In this issue, and in this year, the 175th since the ‘first’ flying of the Irish tricolour from the Wolfe Tone Confederate Club in Waterford on 7 March 1848, Sylvie Kleinman (pp 16–17) outlines the slightly more complicated evolution of the flag over the previous 50 years. She also reminds us that Thomas Francis Meagher was not the sole instigator but a team player in a collective enterprise; that ‘The colour of Ireland is green; of united Ireland green and orange’ (The Nation, 4 March 1848); and that the flag represents the unity of an Irish nation based on citizenship rather than religious affiliation. It is a citizenship, moreover, which in today’s Ireland is open to all residents of the country regardless of their origins. It is therefore deeply, and sadly, ironic that in recent months the national flag has become associated with the exact opposite—anti-immigrant demonstrations fanning the worst form of xenophobia and divisiveness. It is time, surely, for these self-styled ‘patriots’ to ‘take it down from the mast’.

Niamh O’Sullivan (pp 22–3) adds a new twist to the controversy arising from the ‘Spice Bag’ image of masked gardaí superimposed on a Famine-era eviction painting. The gardaí in question were ‘observing’—in case there was a breach of the peace—an eviction in 2018 in Dublin’s North Frederick Street being carried out by a private security firm. This was just one of several such incidents at the time where the evictors used strong-arm tactics, with which the gardaí effectively colluded. Even the most disinterested of observers must be scratching their heads at the apparent dichotomy between this robust response and the kid-glove tactics employed in respect of anti-immigrant protests.

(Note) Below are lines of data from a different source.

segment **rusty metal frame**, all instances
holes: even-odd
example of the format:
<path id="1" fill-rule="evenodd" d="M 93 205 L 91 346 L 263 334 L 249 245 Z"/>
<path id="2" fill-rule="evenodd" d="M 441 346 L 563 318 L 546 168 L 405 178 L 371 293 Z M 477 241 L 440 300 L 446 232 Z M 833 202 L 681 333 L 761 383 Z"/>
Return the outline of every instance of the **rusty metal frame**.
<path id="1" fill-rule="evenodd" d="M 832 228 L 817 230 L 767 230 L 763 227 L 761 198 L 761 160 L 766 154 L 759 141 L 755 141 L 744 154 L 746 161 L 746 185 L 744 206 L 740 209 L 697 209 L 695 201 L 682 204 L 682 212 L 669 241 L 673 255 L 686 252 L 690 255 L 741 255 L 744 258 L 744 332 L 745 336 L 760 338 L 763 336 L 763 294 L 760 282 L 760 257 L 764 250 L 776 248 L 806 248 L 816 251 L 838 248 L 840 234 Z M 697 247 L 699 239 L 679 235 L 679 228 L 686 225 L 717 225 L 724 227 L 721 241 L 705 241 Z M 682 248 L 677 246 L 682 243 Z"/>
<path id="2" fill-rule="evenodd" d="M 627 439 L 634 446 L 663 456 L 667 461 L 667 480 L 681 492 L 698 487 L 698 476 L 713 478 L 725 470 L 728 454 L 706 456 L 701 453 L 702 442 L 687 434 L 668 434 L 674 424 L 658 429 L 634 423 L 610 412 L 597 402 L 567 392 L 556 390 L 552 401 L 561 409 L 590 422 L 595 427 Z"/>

There are resonances, too, with the current refugee crisis in Fiona Fitzsimons’s article on the Palatines (p. 31). Fleeing war and religious persecution in the early eighteenth century, they were originally welcomed with open arms in England and in Ireland. When it was revealed that up to a third were Catholic, and not persecuted Protestants but economic refugees, Tory politicians played the ‘race card’ and warned that they would ‘blot out and extinguish the English race’. Plus ça change!